An investment bank, an online retailer and a conglomerate walk into a bar and ask for a cocktail called a ‘healthcare policy’ that is simple, transparent and reasonably priced. The bartender says, ‘Sorry we’ve only ever served ‘em complicated, murky and expensive’... So the three punters walked out and mixed one up themselves.
This pretty much sums up yesterday’s announcement that JPMorgan, Amazon and Berkshire Hathaway (the three unhappy punters) plan to set up a non-profit healthcare company. It is a welcome initiative that combines the complementary forces of three heavyweight US corporates to address ‘The ballooning costs of healthcare [which] act as a hungry tapeworm on the American economy’ according to Warren Buffett of Berkshire Hathaway. Although it was clearly not welcomed by many healthcare stocks which fell between 3% and 11% on the news (and a general sell-off in stocks), along with some big brand pharmaceuticals who could face the bargaining power and disruptive forces that the likes of Amazon are well known for.

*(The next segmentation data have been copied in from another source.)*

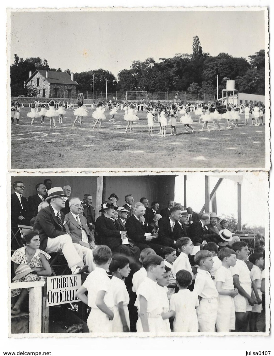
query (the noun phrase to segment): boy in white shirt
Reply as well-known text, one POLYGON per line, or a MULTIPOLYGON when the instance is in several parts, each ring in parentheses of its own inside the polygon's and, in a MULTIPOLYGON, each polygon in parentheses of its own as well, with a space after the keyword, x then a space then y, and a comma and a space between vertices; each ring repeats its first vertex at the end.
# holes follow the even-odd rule
POLYGON ((193 292, 201 297, 197 308, 199 330, 201 332, 215 332, 219 295, 215 283, 209 272, 213 265, 212 253, 207 250, 198 251, 194 261, 199 266, 193 292))
POLYGON ((261 268, 263 268, 264 266, 264 260, 262 253, 253 253, 249 256, 248 260, 253 263, 250 271, 250 278, 252 289, 258 303, 258 304, 255 304, 252 307, 249 321, 249 331, 258 331, 259 330, 257 329, 257 320, 259 313, 263 310, 261 268))
POLYGON ((235 330, 235 307, 233 298, 238 294, 234 288, 233 277, 229 269, 236 264, 236 253, 234 250, 225 247, 218 252, 222 266, 216 272, 215 283, 219 293, 219 306, 216 319, 217 333, 229 333, 235 330))
POLYGON ((235 331, 244 332, 247 331, 252 307, 257 304, 251 288, 250 272, 245 262, 248 258, 249 250, 246 242, 243 241, 234 242, 231 248, 236 252, 236 262, 230 269, 234 287, 239 292, 234 298, 235 331))

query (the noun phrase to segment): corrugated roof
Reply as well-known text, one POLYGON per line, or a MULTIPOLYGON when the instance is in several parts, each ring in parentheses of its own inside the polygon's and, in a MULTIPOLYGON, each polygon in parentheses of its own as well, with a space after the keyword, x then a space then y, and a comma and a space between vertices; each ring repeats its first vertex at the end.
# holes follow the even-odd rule
POLYGON ((30 78, 26 81, 27 83, 38 72, 51 84, 72 84, 78 85, 78 83, 75 80, 72 80, 70 76, 65 72, 53 72, 48 70, 48 78, 46 78, 46 70, 37 69, 30 78))

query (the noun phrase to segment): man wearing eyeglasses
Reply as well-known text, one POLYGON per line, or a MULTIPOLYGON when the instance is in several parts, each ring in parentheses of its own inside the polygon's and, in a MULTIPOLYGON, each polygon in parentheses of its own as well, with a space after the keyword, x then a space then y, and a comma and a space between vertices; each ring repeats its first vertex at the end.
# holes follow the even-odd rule
POLYGON ((61 211, 64 215, 68 214, 70 211, 69 209, 69 197, 72 193, 72 187, 70 185, 64 185, 63 187, 64 194, 68 196, 68 198, 65 203, 65 207, 61 209, 61 211))
POLYGON ((72 274, 84 273, 88 270, 91 272, 93 267, 91 250, 80 244, 74 244, 71 236, 65 231, 64 215, 60 211, 65 207, 68 195, 59 187, 49 189, 48 193, 46 200, 49 206, 39 211, 33 227, 39 232, 40 248, 46 252, 62 251, 72 274), (90 266, 84 265, 83 258, 91 261, 90 266))
POLYGON ((13 186, 14 193, 11 194, 11 227, 17 228, 18 224, 29 226, 32 217, 31 216, 28 201, 22 195, 25 185, 21 180, 16 180, 13 186))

Mr Buffett contended further, ‘we share the belief that putting our collective resources behind the country’s best talent can, in time, check the rise in health costs while concurrently enhancing patient satisfaction and outcomes’. Their plans will, at least initially, address their combined almost 1 million US employees but those that have anticipated Amazon’s move into the healthcare industry for some time now expect that the future implications of this announcement will be much wider. JPMorgan CEO Jamie Dimon affirmed this view stating, ‘The three of our companies have extraordinary resources, and our goal is to create solutions that benefit our U.S. employees, their families and, potentially, all Americans’.
According to the FT, ‘Annual premiums for employer-sponsored family health coverage reached $18,764 last year, up 3 per cent from 2016’. For now the venture is expected to start simple, reducing costs using big data analytics, but given these companies’ complementary, technical, financial and insurance expertise it might only be a few years until they craft a full-fledged alternative to the current exorbitant private costs and uncertain public healthcare protections.